Wheat or wheat, Triticum aestivum
Wheat or wheat, Triticum aestivum. Is a cereal of the family Poaceae originating from the southern regions of the Near East and the mountainous areas of Ethiopia. It is grown in many parts of the world. In 2010, world wheat production was 651 million tonnes, making it the third-highest cereal in the world after maize and rice.
variety The French nomenclature classifies soft wheats according to their uses. So, do we distinguish:
- Bread Wheat (BP)
- Top breadmaking wheat (BPS)
- Improving or strength wheats (BAF)
- Wheat for other uses
The varieties can also be classified according to their precocity one distinguishes:
- Early wheats
- Semi-early wheats
- Semi-late wheats
- Late wheats
Its main use is undoubtedly the making of bread flour. This use is made possible because of its high gluten content, which gives the bread an appreciable elasticity. This flour is widely used in biscuit and pastry. Most of the wheat produced worldwide is for human consumption. The industry consumes a tiny portion that it uses for making alcohol, dextrose, gluten and malt.
Cultivation of soft wheat
Technological advances in soil preparation, soil fertilization, planting and crop rotations have made wheat a very profitable crop. Wheat cultivation in the tropics is only possible during the dry and cold season. In this case, the crop is irrigated. This is how 45% of the wheat produced is irrigated. The plot to be cultivated is first plowed, then harrowed and finally a hover.

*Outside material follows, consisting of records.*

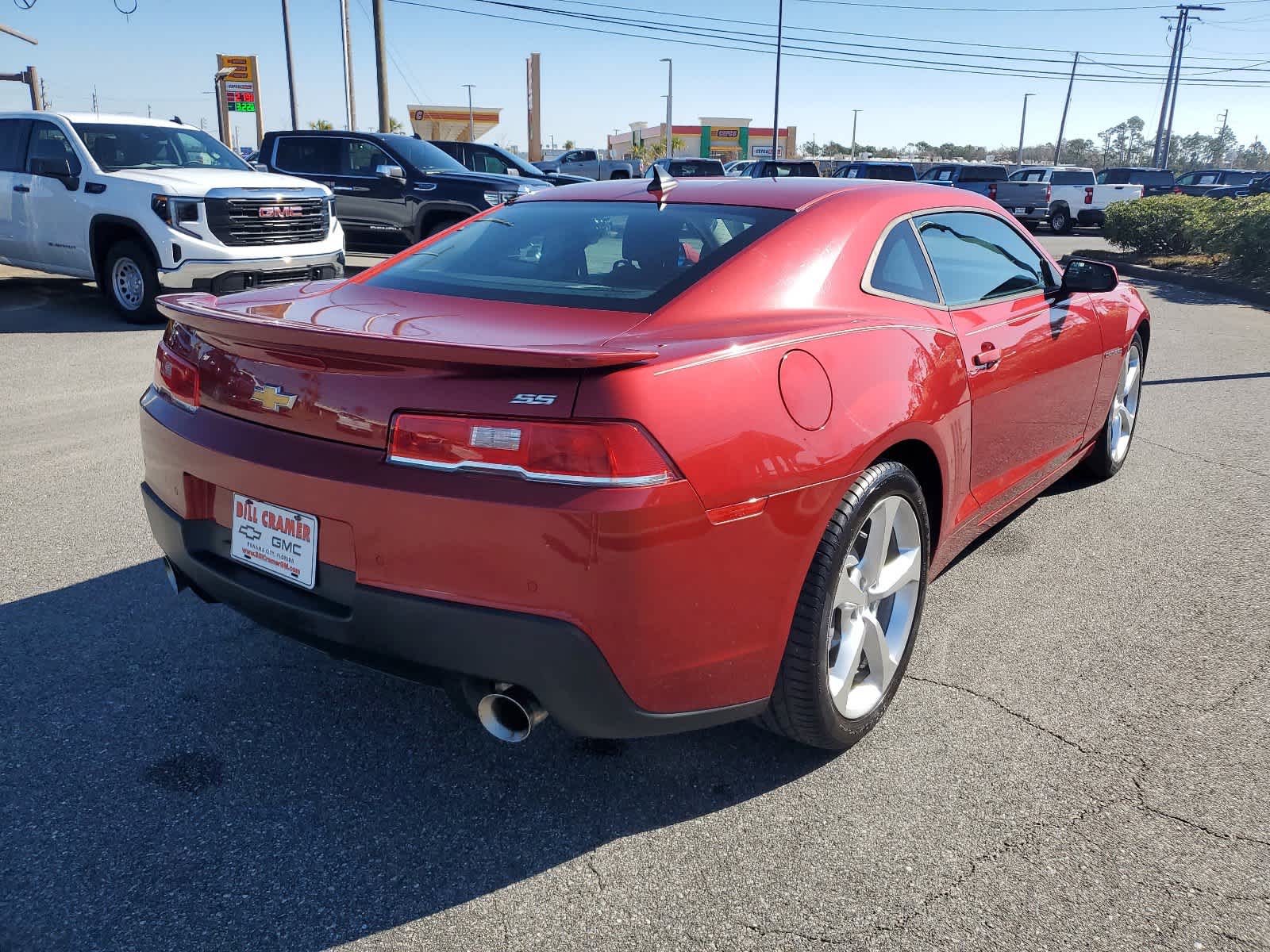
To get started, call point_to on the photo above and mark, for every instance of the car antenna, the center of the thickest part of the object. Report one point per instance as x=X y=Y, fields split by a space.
x=660 y=186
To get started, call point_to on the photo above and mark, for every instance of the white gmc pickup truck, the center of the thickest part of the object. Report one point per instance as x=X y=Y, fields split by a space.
x=145 y=206
x=1075 y=196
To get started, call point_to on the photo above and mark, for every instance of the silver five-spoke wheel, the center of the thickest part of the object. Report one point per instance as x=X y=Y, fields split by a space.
x=874 y=606
x=129 y=283
x=1124 y=404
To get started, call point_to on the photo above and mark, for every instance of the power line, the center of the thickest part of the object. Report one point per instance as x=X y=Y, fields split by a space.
x=765 y=44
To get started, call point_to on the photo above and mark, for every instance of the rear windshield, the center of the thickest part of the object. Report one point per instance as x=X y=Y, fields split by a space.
x=1071 y=178
x=613 y=255
x=983 y=173
x=1156 y=179
x=702 y=167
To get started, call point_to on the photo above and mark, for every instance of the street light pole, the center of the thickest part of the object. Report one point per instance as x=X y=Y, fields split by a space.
x=471 y=133
x=1022 y=125
x=776 y=108
x=670 y=101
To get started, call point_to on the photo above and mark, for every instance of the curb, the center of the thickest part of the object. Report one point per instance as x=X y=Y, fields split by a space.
x=1194 y=282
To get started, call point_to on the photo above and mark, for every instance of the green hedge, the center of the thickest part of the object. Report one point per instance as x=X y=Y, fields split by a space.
x=1180 y=225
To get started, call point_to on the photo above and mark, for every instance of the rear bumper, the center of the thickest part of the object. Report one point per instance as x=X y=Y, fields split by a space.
x=425 y=639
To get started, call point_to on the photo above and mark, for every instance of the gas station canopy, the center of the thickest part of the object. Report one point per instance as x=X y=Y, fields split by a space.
x=450 y=122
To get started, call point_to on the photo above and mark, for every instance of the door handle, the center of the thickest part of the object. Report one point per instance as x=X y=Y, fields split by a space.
x=987 y=357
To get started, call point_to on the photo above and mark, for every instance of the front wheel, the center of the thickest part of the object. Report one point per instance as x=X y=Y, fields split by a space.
x=1111 y=447
x=131 y=282
x=857 y=615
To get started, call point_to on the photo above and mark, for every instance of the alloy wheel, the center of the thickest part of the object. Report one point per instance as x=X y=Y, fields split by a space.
x=129 y=283
x=874 y=606
x=1124 y=405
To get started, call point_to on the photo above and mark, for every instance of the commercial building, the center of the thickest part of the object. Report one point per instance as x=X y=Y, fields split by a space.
x=718 y=137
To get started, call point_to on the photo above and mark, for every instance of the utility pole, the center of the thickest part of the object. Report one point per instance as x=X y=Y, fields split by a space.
x=670 y=99
x=381 y=67
x=471 y=124
x=1022 y=125
x=776 y=108
x=291 y=63
x=351 y=101
x=1180 y=46
x=1062 y=124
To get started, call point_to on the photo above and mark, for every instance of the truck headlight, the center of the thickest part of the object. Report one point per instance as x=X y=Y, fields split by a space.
x=175 y=211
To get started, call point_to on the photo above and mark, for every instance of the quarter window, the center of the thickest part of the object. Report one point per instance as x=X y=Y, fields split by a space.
x=981 y=258
x=48 y=141
x=901 y=267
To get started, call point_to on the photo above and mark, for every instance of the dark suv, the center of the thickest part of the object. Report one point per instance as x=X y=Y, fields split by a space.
x=480 y=156
x=391 y=190
x=1155 y=182
x=887 y=171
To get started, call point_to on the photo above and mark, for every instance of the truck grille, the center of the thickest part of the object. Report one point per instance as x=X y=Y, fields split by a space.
x=241 y=221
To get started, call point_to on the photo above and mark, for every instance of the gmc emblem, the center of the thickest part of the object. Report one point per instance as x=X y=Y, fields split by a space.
x=281 y=211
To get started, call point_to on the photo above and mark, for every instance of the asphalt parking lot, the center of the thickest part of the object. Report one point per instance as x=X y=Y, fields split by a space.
x=1080 y=758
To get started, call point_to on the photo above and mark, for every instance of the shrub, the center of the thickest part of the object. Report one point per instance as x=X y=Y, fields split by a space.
x=1240 y=228
x=1161 y=225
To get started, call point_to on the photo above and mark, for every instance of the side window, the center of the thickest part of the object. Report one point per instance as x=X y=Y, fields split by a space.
x=48 y=141
x=361 y=158
x=308 y=155
x=981 y=258
x=13 y=144
x=901 y=267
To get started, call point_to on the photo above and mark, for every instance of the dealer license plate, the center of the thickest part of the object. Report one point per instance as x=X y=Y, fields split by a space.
x=275 y=539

Seeding in rows with spacings of 15 to 25 cm is strongly recommended. Seeding one hectare requires 100 to 150 kg of seed per hectare. These seeds will preferably be treated.
Ten tons of manure per hectare are buried in the soil during plowing . Calco-Magnesium amendments are recommended when dealing with acidic soils. An efficient drainage system is strongly recommended because the plant has difficulty surviving floods. Experts recommend a supply of 300 to 500 kg of NPK during sowing. Boron supplementation is also recommended. Thirty days after sowing, a urea supplement of one hundred kilograms per hectare will be provided to support the grain filling.
Disease and pest control
Wheats are attacked by a wide variety of diseases caused by fungi , viruses and bacteria. The bulk of disease control is through the use of resistant varieties. The fight against brown rust and black rust is mainly based on this strategy. The chemical fight against these evils intervenes only as a last resort. In order to limit the attack of soil insects against freshly sown seeds, it is recommended to treat the seeds with lindane. Chemical control of borers, aphids and caterpillars is only recommended from certain thresholds. The use of this fight below these thresholds is not economically viable. For example, it is necessary to fight the larvae of noctuids chemically only when their number reaches the ratio of a caterpillar for 17 ears.
Soft wheats are harvested when the straw turns yellow and wheat grains crack under the teeth. In the past, wheats were harvested by hand or with a sickle. The mowed sheaves were then tied and then beaten to separate the grains from the straw. With mechanization, harvesting is done in a single operation using a combine harvester. Manual harvesting only exists in poor and less advanced regions.